The National Institute for Occupational Health (NIOH) in South Africa, through its Epidemiology and Surveillance Section, has initiated a national surveillance project to determine the increase in mortality from specific diseases within occupation groups. 

The NIOH, a division of the National Health Laboratory Service, focuses on surveillance of occupational disease, specialised laboratories and health hazard evaluations, applied laboratory and epidemiological research, the statutory autopsy services in terms of the Occupational Diseases in Mines and Works Act, advisory services, as well as teaching and training in occupational health and safety. 

The NIOH is a World Health Organization (WHO) Collaborating Centre and has also been recognised as a Centre of Excellence.

Surveillance, as part of the institute’s core function, is crucial in the identification and prevention of occupation-related morbidity and mortality. In South Africa, innovative methods are needed because of the paucity of routinely collected and analysed data.

Dr Nisha Naicker, Head of the NIOH Epidemiology and Surveillance Section, is the driver of this project that aims to get a clearer understanding of mortality by occupation and identify trends and emerging patterns in workplaces. 

In the absence of national surveillance data, registration data from Statistics South Africa and the Department of Home Affairs was used to establish the National Occupational Mortality Surveillance database of South Africa (NOMS-SA).  

“The Epidemiology unit sifted through massive amounts of data to determine the ratios of mortality within occupation groups, and the underlying cause of death in 2016, based on death certificate information,” said Dr Naicker.

The team utilized the South African National Burden of Disease Study list of highest ranked causes of deaths to assess mortality risk among occupations.

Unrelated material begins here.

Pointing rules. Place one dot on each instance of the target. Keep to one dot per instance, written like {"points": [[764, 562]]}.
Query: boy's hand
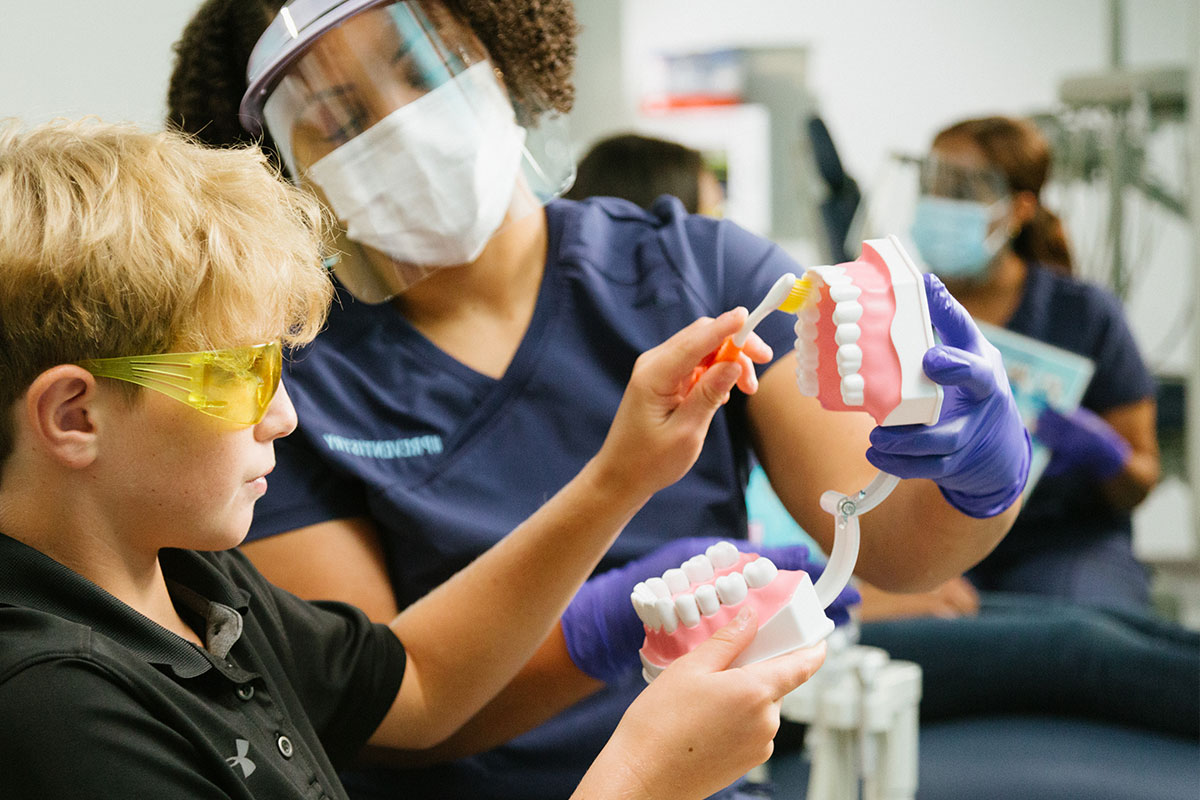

”Proportionate mortality ratios (PMRs) were calculated to approximate the risk associated in each occupation. A PMR of more than 100 indicates that the proportion of deaths from a particular cause in the specified occupation is higher than the general population,” explained Dr Naicker.

Analysis of the 2016 data showed that there were 468,573 reported deaths of persons over the age of 15 with only 59,707 (12.7%) of individuals that had a specified occupation. Elevated risk of HIV/AIDS mortality was noted in service workers and armed forces personnel (PMR=132), elementary occupations (PMR=132) and plant/machine operators (PMR=120). 

Tuberculosis mortality was significantly higher in elementary occupations (PMR=121), plant/machine operators (PMR=118) and agricultural workers (PMR=113). Diabetes mortality was high in professionals (PMR=121) while the elevated risk of ischemic heart disease mortality was noted in managers (PMR=340), professionals (PMR=244), technicians (PMR=243), clerks (PMR=220), agricultural (PMR=210) and craft workers (PMR=160). 

Elevated risk of interpersonal violence was highest among elementary workers (PMR=153), service workers and armed forces personnel (PMR=143), agricultural workers (PMR=137) and plant/machine operators (PMR=110).

“It was concluded that continuous surveillance of mortality by occupation is critical in South Africa.  The method used here provides a clearer picture of illness by occupation, and we are optimistic that through this kind of surveillance, the NIOH can support recommendations for targeted prevention programmes and policies in future,” said Dr Naicker.